Un espace est également réservé aux substances toxiques, comme l’amiante et le plomb, qu’on a longtemps employées dans la construction des bâtiments et la tuyauterie, ainsi que pour la fabrication de multiples objets du quotidien, comme les chalumeaux à eau d’érable et les peintures, sans trop avoir conscience de leur dangerosité.

Photo: Pauline Gravel Le Devoir Les plastiques, contaminants pour l’environ­nement

Dans une quatrième zone, on découvre que le poison qu’on imagine toujours mortel peut parfois guérir. On apprend qu’une simple question de dosage peut révéler les vertus thérapeutiques d’une substance qu’on a longtemps redoutée. Observations empiriques et connaissances scientifiques ont en effet permis le développement de toute une pharmacopée composée d’extraits de plantes, d’animaux, de bactéries et de minéraux toxiques qui permet de contrer les effets du poison, mais aussi de soigner. Divers exemples d’antidotes et de contrepoisons aux vertus légendaires ou à l’efficacité reconnue sont mis en exergue.

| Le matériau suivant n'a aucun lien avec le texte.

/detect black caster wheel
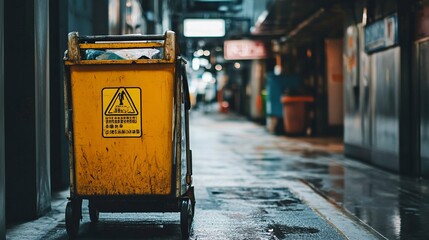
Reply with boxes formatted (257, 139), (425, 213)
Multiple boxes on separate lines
(88, 201), (100, 223)
(66, 201), (82, 238)
(180, 198), (194, 239)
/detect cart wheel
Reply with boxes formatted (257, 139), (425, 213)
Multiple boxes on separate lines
(88, 202), (100, 223)
(180, 198), (194, 239)
(66, 201), (82, 237)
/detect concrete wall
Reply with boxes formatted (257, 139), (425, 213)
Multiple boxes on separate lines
(0, 1), (6, 237)
(3, 0), (51, 222)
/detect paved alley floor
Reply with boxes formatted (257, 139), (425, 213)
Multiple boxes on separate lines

Poisons pour l’environnement​

La dernière section vise à nous faire prendre conscience que notre environnement est actuellement intoxiqué par divers poisons modernes : rejets de l’industrie pétrolière, pesticides, métaux lourds et plastiques. Ces derniers sont représentés par deux costumes originaux constitués de matières plastiques recyclées issus de l’œuvre Le 7e continent de l’artiste multidisciplinaire Élène Pearson, de Québec. Également, une installation met en scène cinq experts québécois qui discutent de divers enjeux liés à l’écotoxicité. « Cette section vise à susciter l’engagement des visiteurs », souligne Anik Dorion-Coupal, chargée de l’exposition au Musée de la civilisation.